Chez une femme neurodivergente, cela peut provoquer :
une perte totale de confiance
l’impression d’être “défaillante”
un renforcement du camouflage pour survivre
une coupure émotionnelle avec le monde extérieur
😷 4. Conséquences physiques
Les violences (physiques, sexuelles, psychologiques) ont des effets somatiques :
douleurs chroniques
migraines
troubles digestifs
aggravation des hypersensibilités
épuisement chronique
déséquilibres hormonaux (très fréquents)
🌼 Comment soutenir, accompagner et protéger les femmes neurodivergentes ?

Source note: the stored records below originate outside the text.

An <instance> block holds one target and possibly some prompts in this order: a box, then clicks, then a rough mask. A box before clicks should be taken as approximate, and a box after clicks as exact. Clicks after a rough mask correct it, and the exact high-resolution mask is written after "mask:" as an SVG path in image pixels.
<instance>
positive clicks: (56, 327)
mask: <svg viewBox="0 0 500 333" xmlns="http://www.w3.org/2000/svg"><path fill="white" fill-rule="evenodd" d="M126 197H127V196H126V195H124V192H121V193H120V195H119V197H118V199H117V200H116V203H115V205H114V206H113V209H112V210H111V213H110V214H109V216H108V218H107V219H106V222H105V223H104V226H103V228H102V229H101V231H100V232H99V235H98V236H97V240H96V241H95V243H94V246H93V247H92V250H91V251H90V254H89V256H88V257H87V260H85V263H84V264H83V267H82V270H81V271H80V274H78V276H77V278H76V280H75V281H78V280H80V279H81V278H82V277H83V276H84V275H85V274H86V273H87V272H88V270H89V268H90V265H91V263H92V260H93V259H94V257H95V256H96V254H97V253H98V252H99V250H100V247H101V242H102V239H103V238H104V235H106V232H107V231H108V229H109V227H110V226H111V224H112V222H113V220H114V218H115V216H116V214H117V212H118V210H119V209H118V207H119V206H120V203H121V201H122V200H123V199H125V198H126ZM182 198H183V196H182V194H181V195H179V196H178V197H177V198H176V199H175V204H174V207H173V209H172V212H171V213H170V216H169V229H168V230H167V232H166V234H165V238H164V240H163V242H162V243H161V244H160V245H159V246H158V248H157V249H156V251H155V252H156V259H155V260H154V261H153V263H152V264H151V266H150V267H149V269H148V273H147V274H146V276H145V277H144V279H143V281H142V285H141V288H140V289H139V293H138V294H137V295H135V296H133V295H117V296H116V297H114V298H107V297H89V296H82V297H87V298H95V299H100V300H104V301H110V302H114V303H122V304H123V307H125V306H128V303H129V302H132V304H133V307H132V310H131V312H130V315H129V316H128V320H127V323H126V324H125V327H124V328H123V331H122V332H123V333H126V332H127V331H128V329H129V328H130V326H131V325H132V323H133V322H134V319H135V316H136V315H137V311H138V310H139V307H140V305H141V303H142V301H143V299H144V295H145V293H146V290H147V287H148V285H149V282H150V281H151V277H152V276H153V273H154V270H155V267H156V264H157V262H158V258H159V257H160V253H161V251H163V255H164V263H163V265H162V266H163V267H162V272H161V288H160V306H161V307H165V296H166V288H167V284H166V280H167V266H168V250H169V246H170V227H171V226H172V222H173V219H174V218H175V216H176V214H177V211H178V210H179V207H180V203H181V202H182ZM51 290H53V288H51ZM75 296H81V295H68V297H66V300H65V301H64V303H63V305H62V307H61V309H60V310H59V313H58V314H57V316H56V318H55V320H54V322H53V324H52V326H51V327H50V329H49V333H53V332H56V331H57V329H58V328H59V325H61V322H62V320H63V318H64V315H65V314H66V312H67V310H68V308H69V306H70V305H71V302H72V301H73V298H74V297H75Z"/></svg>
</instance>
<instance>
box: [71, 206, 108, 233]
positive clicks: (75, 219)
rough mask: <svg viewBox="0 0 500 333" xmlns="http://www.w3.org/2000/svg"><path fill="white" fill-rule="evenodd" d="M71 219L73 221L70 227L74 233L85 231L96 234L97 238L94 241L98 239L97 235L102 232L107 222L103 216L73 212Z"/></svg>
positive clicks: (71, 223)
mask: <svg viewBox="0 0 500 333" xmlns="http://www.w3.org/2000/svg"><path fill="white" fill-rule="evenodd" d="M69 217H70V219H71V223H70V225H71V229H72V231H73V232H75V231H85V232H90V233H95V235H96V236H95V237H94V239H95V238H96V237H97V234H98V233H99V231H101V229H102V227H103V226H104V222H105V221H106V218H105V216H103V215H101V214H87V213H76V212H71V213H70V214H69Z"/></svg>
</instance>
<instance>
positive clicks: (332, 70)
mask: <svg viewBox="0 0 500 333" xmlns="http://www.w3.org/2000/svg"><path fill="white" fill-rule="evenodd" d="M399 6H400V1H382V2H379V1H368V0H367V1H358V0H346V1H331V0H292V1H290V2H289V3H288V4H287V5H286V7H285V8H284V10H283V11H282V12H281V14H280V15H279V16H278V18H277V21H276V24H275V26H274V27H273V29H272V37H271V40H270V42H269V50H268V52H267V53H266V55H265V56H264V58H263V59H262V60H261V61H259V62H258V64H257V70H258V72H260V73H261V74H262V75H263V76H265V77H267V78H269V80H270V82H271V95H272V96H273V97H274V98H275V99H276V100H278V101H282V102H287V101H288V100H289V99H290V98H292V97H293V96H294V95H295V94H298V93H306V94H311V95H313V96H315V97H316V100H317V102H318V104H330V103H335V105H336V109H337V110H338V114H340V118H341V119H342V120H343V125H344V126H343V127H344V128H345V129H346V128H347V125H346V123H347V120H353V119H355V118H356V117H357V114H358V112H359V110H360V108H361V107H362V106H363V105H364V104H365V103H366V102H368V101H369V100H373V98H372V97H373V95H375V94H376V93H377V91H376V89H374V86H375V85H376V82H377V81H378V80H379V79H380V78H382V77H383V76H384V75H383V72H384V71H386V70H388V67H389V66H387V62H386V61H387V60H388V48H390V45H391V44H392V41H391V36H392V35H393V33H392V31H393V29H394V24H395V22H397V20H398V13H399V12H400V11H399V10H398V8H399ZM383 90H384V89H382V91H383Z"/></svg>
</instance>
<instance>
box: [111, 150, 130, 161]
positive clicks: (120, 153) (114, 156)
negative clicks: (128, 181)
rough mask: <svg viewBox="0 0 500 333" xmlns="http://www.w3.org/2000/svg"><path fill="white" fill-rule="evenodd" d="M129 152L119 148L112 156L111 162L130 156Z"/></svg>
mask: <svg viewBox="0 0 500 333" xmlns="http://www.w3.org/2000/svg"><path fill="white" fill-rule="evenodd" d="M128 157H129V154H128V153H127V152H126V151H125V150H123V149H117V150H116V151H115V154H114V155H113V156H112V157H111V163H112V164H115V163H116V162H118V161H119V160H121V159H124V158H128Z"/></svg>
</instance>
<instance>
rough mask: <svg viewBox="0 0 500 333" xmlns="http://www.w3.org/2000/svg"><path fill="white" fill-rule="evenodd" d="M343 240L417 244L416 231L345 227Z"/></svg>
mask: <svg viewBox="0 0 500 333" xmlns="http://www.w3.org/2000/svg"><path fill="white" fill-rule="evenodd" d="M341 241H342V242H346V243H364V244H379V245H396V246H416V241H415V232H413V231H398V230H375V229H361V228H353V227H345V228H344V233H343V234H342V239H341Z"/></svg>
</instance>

✔ Former les professionnel·les (médecins, police, justice, assistants sociaux)
✔ Créer des espaces sûrs pour écouter leur parole
✔ Adapter la communication : plus simple, claire, sans jugement
✔ Respecter leur rythme sensoriel et émotionnel
✔ Ne jamais attribuer leurs blessures « à leur autisme/TDAH »
✔ Accompagner avec douceur, patience et validation
✔ Encourager des réseaux de soutien bienveillants
✔ Développer des outils spécifiques : guides, scénarios sociaux, checklists, lignes d’urgence adaptées
🕯 Un message pour les femmes neurodivergentes qui ont vécu ou vivent des violences
Tu n’es pas responsable.
Tu n’es pas “trop sensible”.
Tu n’es pas “fausse”, “compliquée” ou “dans l’erreur”.
Tu n’as rien “mal compris”.
🌸 Ce que tu as vécu est réel.
🌸 Ta perception est valable.
🌸 Ton histoire mérite d’être entendue et crue.
🌸 Et tu mérites un avenir en sécurité, entourée, respectée.
Aujourd’hui, 25 novembre, on te voit.
On t’écoute.
On te croit.
On te reconnaît.
📚 Références
Bradley, L., & Hutson, M. (2023). Autism, gender and violence: A review of vulnerability and risk. Autism Research.
Pecora, L. A., Hancock, G., Mesibov, G., & Stokes, M. (2020). Sexual victimization and autism spectrum disorder: A systematic review and meta-analysis. Journal of Autism and Developmental Disorders.
Secrétariat suisse d’État à l’économie (SECO). (2023). Violences domestiques en Suisse.
Tint, A., & Weiss, J. A. (2016). Violence and victimization in adults with autism spectrum disorders. Research in Autism Spectrum Disorders.
Young, S., & Cocallis, K. M. (2019). Women with ADHD: Increased vulnerability to intimate partner violence. Journal of Interpersonal Violence.
World Health Organization. (2021). Violence Against Women: Prevalence Estimates.
Plante, C. (2022). Trauma, neurodivergence and chronic stress: A neurological perspective. Routledge.